Bernstein's $150k bet
Bernstein's forecast isn't new, but it's become bolder as prices slide. The firm argues that institutional adoption and supply dynamics still point to a record finish for 2026. That puts them miles apart from the mood on social media, where every percentage drop feels like the end. The $150k target implies roughly a tripling from today's levels — not something most traders are pricing in right now.
Wall Street's take: maturing, not dying
Wall Street researchers whose job is to sift through crypto chaos have a different read. They say the recent selloff reflects a maturing asset, not a dying one. Volatility isn't gone, they concede, but the moves are less erratic than in past cycles. Retail traders chasing AI-themed coins have declared Bitcoin 'boring.' That label, oddly, is exactly what some analysts want to hear. A boring Bitcoin that behaves more like a macroeconomic hedge than a meme — that's the maturation story they're selling.

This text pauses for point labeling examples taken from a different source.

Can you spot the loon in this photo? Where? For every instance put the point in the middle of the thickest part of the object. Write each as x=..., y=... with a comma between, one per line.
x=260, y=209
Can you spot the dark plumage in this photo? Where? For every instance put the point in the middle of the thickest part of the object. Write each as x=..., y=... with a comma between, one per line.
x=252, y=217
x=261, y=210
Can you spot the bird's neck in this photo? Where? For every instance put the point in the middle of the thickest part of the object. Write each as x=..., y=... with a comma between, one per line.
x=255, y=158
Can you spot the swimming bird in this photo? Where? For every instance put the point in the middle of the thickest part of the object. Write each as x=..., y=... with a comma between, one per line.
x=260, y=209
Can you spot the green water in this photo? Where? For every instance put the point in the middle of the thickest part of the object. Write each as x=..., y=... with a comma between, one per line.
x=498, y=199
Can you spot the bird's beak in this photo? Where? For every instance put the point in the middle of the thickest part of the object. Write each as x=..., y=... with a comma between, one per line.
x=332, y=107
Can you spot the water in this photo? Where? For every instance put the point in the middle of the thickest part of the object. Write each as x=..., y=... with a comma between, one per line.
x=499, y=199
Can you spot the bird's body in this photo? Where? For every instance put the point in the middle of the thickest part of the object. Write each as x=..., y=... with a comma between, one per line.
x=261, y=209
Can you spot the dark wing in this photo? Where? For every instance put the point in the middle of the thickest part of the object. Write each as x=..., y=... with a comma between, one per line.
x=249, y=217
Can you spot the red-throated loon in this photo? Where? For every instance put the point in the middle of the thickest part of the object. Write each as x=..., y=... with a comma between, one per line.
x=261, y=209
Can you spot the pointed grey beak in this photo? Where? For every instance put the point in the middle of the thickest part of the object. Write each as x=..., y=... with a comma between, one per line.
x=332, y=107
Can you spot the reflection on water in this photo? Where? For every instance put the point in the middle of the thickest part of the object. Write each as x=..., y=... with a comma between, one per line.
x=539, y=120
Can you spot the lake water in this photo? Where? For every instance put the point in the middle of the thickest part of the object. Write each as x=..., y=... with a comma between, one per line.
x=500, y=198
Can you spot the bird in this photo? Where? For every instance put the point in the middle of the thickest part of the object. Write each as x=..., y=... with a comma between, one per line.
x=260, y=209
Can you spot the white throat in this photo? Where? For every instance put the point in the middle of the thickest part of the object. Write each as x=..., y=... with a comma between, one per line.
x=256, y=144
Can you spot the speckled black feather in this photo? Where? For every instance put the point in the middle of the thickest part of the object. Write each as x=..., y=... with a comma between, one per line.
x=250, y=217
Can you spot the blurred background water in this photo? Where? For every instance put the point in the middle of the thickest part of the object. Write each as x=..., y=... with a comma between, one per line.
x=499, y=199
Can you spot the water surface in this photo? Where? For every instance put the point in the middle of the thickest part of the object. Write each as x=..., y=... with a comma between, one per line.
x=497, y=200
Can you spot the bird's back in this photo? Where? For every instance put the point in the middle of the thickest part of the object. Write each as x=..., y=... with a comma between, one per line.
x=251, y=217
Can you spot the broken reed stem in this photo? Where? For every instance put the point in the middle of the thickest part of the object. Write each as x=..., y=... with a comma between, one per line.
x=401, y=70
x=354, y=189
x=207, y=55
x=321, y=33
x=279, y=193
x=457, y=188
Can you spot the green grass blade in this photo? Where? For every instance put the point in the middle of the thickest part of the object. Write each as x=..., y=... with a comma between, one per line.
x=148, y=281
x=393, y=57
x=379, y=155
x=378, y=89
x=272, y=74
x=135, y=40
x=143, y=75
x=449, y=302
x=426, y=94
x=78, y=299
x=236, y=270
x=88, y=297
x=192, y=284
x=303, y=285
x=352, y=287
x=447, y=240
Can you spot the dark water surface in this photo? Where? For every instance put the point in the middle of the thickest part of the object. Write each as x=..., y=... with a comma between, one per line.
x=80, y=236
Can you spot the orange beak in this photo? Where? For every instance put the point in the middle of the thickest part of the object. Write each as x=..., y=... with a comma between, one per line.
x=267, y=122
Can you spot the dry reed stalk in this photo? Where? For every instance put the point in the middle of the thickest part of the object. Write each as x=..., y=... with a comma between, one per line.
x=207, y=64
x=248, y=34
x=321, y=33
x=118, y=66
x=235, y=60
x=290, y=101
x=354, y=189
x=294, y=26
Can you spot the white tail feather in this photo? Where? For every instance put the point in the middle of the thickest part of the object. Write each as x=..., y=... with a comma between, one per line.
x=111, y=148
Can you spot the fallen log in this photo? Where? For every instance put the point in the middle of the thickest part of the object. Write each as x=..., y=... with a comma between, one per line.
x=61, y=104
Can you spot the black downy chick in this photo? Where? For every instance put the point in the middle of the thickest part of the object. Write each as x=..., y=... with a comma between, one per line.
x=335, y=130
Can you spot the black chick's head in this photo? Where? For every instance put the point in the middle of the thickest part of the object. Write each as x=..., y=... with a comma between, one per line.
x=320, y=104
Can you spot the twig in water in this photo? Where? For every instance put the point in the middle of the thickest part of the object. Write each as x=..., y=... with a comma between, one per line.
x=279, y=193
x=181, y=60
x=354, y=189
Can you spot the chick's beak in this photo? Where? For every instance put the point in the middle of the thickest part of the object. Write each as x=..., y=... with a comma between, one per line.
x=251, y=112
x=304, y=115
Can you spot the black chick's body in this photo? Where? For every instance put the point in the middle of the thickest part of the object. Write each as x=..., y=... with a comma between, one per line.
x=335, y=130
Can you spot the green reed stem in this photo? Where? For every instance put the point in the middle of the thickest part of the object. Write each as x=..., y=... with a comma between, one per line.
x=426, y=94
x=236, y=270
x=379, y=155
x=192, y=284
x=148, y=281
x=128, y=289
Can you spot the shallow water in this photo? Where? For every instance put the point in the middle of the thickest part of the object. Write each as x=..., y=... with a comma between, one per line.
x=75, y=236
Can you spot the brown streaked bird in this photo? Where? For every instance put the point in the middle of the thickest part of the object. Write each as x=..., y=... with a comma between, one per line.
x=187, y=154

The 'boring' Bitcoin problem
The problem for Bitcoin right now is narrative. AI tokens have sucked up retail oxygen. New money flows to names that promise exponential returns from machine learning, not a 50-year-old ledger. The 'boring' tag stings because it means capital is rotating out, not just sitting on the sidelines. Bernstein's call hinges on that rotation reversing — or on institutional money stepping in while individual investors look elsewhere.
No one is calling a bottom. But the research desks are clear: this isn't 2022 all over again. The infrastructure is thicker, the custody is cleaner, and the buyers that matter are slower to run. Whether that's enough to drag Bitcoin from 50% down to a record high in six months is the open question — and there's no real answer yet.